Film, cinsel uyanışını yaşayan ve annesi ve küçük kız kardeşiyle yaşadığı evi terk edip, sorunlu bir yaratıcı sanatçı olan babasının yanına taşınmak için çaresizce çabalayan 16 yaşında huzursuz bir kız olan Eva’nın hikayesini konu alıyor.Film bir coming of age hikayesi, çarpık ve bohem bir adam olan babasının figüründen etkilenen bir genç olan Eva’nın hikayesini anlatıyor.Film, babayı saldırgan ve aynı zamanda şefkatli bir adam olarak göstererek ve özellikle de genç kahramanın cinsel ilişkisini yansıtarak, politik doğruculukla flört ediyor ve hikayeye bu tür yapımlarda her zaman yaygın olmayan nüanslar ve gölgeler ekliyor.
Yönetmen Maurel, filmin aile ilişkilerinin karanlık yönlerini araştıran kişisel bir çalışma olduğunu söylüyor ve ekliyor: ”Bildiğim şeylerden, kendi hayatımdan esinlendim, ancak otobiyografik bir film değil.
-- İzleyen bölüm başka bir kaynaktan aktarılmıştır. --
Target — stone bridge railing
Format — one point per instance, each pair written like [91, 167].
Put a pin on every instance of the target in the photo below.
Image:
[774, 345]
Aile ilişkilerinin karmaşıklıkları, şiddet hakkında yapmak istediğim bir film”
Yönetmen böylece Karayipler denince hepimizin aklına gelen egzotik, tropikal havanın yerine daha sarsıcı bir film yapmayı yeğlemiş. Eva’nın hikayesini ve deneyimlediği çoğu zaman şok edici ve rahatsız edici olayları anlatırken Maurel, ahlaki yargılardan uzak, hayatın karmaşıklığına dair dürüst bir portre sunmaya çalışıyor. Çünkü teoride hepimiz ahlaki yargılara hareket ederiz. Bütün dini öğretilerdeki günahları biliriz ama hala o günahları işlemeye devam ederiz. Gündelik yaşam ise oldukça karmaşıktır ve ahlaki normları çoğumuzun görmezden geldiği bir toplumda yaşıyoruz. İşte yönetmende bu bakış açısıyla bizlere bi anlatıyı sunuyor.
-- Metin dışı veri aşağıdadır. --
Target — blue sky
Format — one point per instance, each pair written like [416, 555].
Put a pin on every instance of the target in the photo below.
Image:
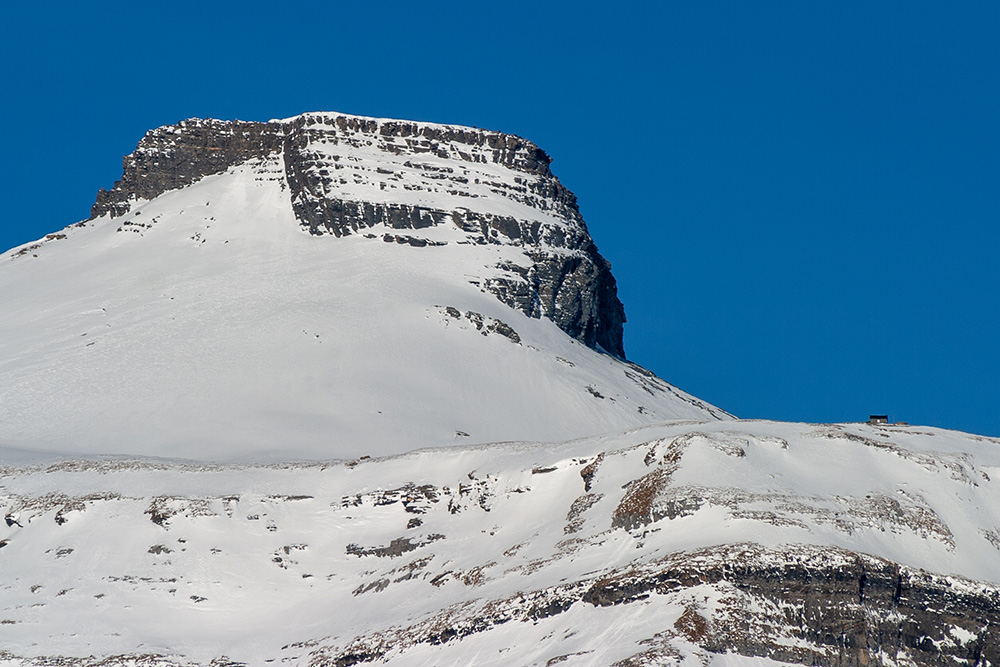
[800, 200]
Hikaye, Daniela Martín Navarro’nun özgün bir şekilde canlandırdığı Eva’ya odaklanıyor. Eva bir yol ayrımındadır: Yakın zamanda boşanmış annesi, aile evini yenilemenin yollarını arar, ancak Eva’nın tek hayali arkaik şiddetten mustarip bir şair olan babası Palomo ile birlikte yaşamadır.
Maurel, Eva’nın gözünden baba ile kız arasındaki kırılgan ilişkinin rahatsız edici bir incelemesini sunuyor. Film, ergenliğin gelişiyle ilgili geleneklere bağlı kalmıyor, bunun yerine ergenliğin “diğer tarafında” bekleyen ıstırap ve yetersizlikleri araştırıyor. Eva, kendisi, babası ve annesi arasındaki konuşma akışında şiddetin aile içinde nasıl dile dönüştüğüne tanık oluyor.
Elektrik Düşlerim sadece bir film değil; aile ilişkileri, şiddet ve ergenlik dönemindeki kimlik arayışının derin ve rahatsız edici bir incelemesidir. Dürüst performansları ve usta yönetmenliğiyle film, algılarımıza meydan okuyor ve bizi olgunluğun ve şiddetin doğası üzerine düşünmeye davet ediyor.
Yönetmen, Eva’nın ailesinin hikayesini bir sonraki filminde sürdürmeyi planlıyor. Şu anda Eva ile annesi Anca (Vivian Rodríguez Barquero) arasındaki ilişkiye odaklanacak bir devam filmi için senaryo yazıyor.